SW is shuting down due to high temperature

Hi,
Our team testing two RTSP streams with Hailo-8:
./tappas/apps/gstreamer/general/multistream_detection/multi_stream_detection_rtsp.sh

After a while it stops running with the below error:

Setting pipeline to PLAYING …
New clock: GstSystemClock
Progress: (request) Sending PLAY request
Progress: (request) Sending PLAY request
Progress: (request) Sending PLAY request
Progress: (open) Opened Stream
Progress: (request) Sending PLAY request
Progress: (request) Sent PLAY request
Progress: (request) Sent PLAY request
Redistribute latency…
[HailoRT] [warning] Got health monitor notification - temperature reached orange zone. sensor id=0, TS00=103.98878c, TS01=103.634674c
[HailoRT] [warning] Got health monitor notification - System’s clock has been changed from 400000000 to 350000000
[HailoRT] [warning] Got health monitor notification - System’s clock has been changed from 350000000 to 300000000
[HailoRT] [warning] Got health monitor notification - System’s clock has been changed from 300000000 to 250000000
[HailoRT] [warning] Got health monitor notification - System’s clock has been changed from 250000000 to 200000000
[HailoRT] [warning] Got health monitor notification - System’s clock has been changed from 200000000 to 250000000
[HailoRT] [warning] Got health monitor notification - System’s clock has been changed from 250000000 to 200000000
[HailoRT] [critical] Got health monitor closed streams notification. temperature: TS00=119.97402 c, TS01=119.265816 c, inputs bitfield:1, outputs bitfield:0
[HailoRT] [critical] Channel 0:2 was aborted by an external source!
[HailoRT] [error] CHECK_SUCCESS_AS_EXPECTED failed with status=HAILO_STREAM_ABORTED(62)
[HailoRT] [error] CHECK_EXPECTED failed with status=HAILO_STREAM_ABORTED(62)
ERROR: from element /GstPipeline:pipeline0/GstHailoNet:hailonet0/GstHailoSend:hailosend: Failed writing to input vstream yolov5m_wo_spp_60p/input_layer1, status = 62

What can I do to fix this?

Hi,
This is a thermal issue, where the device is overheated to the pointed of a shutdown.
The first indication of overheat is this line:

[HailoRT] [warning] Got health monitor notification - temperature reached orange zone. sensor id=0, TS00=103.98878c, TS01=103.634674c

THe Orange zone meaning is that unless that device would redice heat, the device throttling will kick into action.
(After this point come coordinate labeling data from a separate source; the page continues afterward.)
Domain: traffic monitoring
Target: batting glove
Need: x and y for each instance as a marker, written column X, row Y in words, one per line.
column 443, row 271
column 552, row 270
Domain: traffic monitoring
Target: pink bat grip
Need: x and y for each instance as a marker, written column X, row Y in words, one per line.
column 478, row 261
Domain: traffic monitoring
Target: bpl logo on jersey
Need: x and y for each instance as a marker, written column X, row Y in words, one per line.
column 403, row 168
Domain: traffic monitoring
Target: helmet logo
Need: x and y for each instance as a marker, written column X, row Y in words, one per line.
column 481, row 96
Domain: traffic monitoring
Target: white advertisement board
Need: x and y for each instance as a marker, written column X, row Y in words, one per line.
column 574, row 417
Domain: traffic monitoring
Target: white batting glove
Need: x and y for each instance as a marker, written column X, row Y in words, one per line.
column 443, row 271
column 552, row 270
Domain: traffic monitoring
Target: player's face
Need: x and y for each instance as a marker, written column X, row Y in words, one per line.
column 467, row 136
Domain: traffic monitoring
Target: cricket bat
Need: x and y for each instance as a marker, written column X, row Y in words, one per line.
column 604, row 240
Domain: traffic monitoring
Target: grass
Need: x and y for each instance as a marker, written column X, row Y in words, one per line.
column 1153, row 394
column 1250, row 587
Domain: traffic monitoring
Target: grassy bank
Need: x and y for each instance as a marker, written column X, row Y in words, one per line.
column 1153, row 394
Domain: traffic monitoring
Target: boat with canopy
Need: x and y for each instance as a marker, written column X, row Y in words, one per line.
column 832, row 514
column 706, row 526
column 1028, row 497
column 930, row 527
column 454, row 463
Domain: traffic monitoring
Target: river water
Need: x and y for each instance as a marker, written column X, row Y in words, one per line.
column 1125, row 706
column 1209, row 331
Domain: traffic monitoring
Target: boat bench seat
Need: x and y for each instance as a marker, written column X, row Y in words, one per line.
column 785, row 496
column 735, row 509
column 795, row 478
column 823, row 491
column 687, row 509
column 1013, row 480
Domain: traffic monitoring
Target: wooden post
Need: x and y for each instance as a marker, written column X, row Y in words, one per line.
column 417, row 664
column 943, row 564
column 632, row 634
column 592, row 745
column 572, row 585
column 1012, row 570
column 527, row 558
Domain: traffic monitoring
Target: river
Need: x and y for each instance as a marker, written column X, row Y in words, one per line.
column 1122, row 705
You can see that the SW is reving down the clock in these lines:

[HailoRT] [warning] Got health monitor notification - System’s clock has been changed from 400000000 to 350000000
[HailoRT] [warning] Got health monitor notification - System’s clock has been changed from 350000000 to 300000000
[HailoRT] [warning] Got health monitor notification - System’s clock has been changed from 300000000 to 250000000
[HailoRT] [warning] Got health monitor notification - System’s clock has been changed from 250000000 to 200000000
[HailoRT] [warning] Got health monitor notification - System’s clock has been changed from 200000000 to 250000000
[HailoRT] [warning] Got health monitor notification - System’s clock has been changed from 250000000 to 200000000

Next, if this isn’t sufficient, and the device continues to overheat, the device would shutdown the NN core. This is done in order to not harm the device. You can see the indication in these lines:

[HailoRT] [critical] Got health monitor closed streams notification. temperature: TS00=119.97402 c, TS01=119.265816 c, inputs bitfield:1, outputs bitfield:0
[HailoRT] [critical] Channel 0:2 was aborted by an external source!

To fix this issue, you need to address the thermal guidelines of the selected platform, you do not have such you can refer to the general thermal design consideration document.